You can also use a code generator. There are free UML to code generators, mainly for the enterprise, or you could upgrade to use Artisan’s Automatic Code Synchronizer (ACS) which, as its name suggests, as well as generating code, keeps code and model in synchronisation. Change the model and the code changes, change the code and the model is updated. If you already have code, in C, C++, C#, Ada or Java, for some elements of the system, this can be sucked in and used to build a model, although, again, depending on the structure of the code, there may be extra work: well structured code easily maps into a model, while spaghetti code will probably require that the model is edited.

If you learn how to use SysML and start integrating modelling into your development process, are you going to be left dangling with an obsolete tool? Hedley Apperly says no. Artisan Studio Uno is based on Artisan Studio 7.0, released in early September, and regular updates for Artisan Studio Uno will be available to registered users every six to nine months, in parallel with the updates of Artisan Studio.

Besides the software, the Artisan website gives you downloadable tutorials on Studio and on SysML, both of which are extensive and approachable. When you are using the tool, the built-in Mentor provides a different tutorial approach.

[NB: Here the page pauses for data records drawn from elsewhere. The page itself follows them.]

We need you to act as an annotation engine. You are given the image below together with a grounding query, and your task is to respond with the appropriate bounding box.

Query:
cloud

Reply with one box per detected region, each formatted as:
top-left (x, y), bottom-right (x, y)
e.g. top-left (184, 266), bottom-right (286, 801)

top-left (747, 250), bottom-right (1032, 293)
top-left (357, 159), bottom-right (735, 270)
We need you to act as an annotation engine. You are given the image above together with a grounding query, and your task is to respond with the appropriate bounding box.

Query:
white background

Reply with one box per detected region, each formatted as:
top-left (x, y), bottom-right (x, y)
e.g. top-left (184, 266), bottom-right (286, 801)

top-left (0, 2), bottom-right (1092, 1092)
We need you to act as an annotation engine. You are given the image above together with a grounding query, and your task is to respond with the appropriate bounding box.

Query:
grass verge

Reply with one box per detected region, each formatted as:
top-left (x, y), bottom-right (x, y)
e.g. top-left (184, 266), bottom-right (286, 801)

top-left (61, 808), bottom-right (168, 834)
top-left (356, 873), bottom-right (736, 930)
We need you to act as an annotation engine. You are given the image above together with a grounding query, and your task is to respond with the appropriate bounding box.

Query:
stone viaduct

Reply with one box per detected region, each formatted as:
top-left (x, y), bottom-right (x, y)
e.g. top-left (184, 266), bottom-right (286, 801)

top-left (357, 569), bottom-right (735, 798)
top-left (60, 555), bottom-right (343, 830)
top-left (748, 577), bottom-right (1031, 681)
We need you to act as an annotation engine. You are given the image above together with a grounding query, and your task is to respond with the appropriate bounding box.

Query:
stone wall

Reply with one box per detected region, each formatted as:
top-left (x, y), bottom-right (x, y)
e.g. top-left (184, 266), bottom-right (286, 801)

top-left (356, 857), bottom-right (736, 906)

That said, even with working through the tutorial examples, you would probably need to work through something real and relevant to get a detailed understanding of modelling and how it will help you.

So, is it too good to be true? No, I don’t think so. Even if you download Studio Uno only out of curiosity to see how modelling works, it will be interesting. However, Artisan Studio Uno is an industrial strength modelling tool that you can use on real projects, without any risk and with the only investment being your learning time. Since you cannot share the repository, the store for all files, models etc, collaborative working is not easy. But when you get to that point I am sure Artisan would be very happy to talk to you on what to do next.